Before Claire (Weiqi) Jiang became Helen Doron’s Master Franchisor responsible for Shanghai, she dreamed of starting her own business. She majored in English at university, but after graduating, she joined BP and worked with the company for seven years. However, her interest in English education never went away and she felt the need to do something valuable within the field of English.
“After my son was born, I decided I wanted to get involved in early education, which I found more exciting than the petroleum industry,” says Jiang. “I heard about Helen Doron and after some research, I realised it was a fantastic way for children to learn English. The methodology is wonderful. It can really improve how children in China learn to speak the language and I wanted to be involved in bringing the Helen Doron method into China.”
Two years later, Jiang is running a successful Helen Doron Master Franchise in one of the biggest cities in the country. She has two Learning Centres operating in the area, with hundreds of students benefiting from the courses on a monthly basis.
Becoming a Helen Doron Master Franchisor will enable you to educate and thus empower the next generation of women.
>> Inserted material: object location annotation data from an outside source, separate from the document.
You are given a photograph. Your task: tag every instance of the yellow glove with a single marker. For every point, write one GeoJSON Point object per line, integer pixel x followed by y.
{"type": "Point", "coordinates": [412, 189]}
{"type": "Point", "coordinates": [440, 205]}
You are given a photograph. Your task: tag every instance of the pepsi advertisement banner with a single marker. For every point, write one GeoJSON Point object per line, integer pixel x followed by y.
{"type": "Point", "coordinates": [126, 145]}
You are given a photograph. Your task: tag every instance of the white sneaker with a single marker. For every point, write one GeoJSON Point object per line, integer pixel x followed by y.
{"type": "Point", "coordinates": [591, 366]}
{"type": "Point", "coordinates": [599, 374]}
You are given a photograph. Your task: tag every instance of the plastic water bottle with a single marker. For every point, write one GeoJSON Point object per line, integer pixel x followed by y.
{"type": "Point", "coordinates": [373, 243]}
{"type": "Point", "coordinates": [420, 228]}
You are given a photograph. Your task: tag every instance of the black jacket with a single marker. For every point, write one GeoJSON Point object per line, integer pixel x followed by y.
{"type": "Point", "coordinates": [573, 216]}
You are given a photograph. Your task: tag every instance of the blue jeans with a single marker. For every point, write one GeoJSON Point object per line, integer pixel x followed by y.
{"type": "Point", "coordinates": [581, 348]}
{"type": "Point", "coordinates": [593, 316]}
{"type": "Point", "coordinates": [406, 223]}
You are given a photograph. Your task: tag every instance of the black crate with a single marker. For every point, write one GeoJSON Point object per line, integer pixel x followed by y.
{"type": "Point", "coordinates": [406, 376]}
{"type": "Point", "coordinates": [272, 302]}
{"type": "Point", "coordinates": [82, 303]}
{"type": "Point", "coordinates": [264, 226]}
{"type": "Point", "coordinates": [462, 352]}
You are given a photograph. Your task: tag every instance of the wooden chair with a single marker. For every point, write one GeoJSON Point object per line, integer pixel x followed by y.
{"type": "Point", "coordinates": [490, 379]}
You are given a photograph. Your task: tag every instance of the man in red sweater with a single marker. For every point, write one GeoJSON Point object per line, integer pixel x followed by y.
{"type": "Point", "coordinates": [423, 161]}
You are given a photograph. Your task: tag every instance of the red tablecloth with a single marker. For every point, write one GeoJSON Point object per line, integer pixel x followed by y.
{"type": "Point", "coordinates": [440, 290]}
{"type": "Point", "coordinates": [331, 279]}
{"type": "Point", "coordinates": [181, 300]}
Speaking English contributes to cross-cultural competence and helps women to obtain and keep a leading position in a booming, yet still very male-dominated, 21st century China.
Eve (Yi) Li is new to the Helen Doron family of Master Franchisors. After working in Beijing for three years, she decided to move back to Xi’an and start her own business in the area of early English education.
“For about a year, I explored many early English brands and other early childhood education programmes in China,” says Li. “Then a good friend of mine in Shanghai told me about Helen Doron. She had taken her son to a Learning Centre there and she found the course methodology highly effective. She was extremely happy and felt it worked like ‘magic’ as her son loved going to classes and he had already started speaking English well.
“I decided to choose Helen Doron Early English and I haven’t been disappointed at all. Even though I am still at the beginning stages, about 99% of the parents and the children have been satisfied with the class and the methodology so far.” Li is now responsible for the Xi’an area.
“This is a great opportunity for women in China,” Li says. “Becoming a Helen Doron Master Franchisor means being part of a wonderful global network of franchises. The company supports you in every way, from business training and on-going support to providing marketing and promotional tools. This really is an international networking system you can depend on.”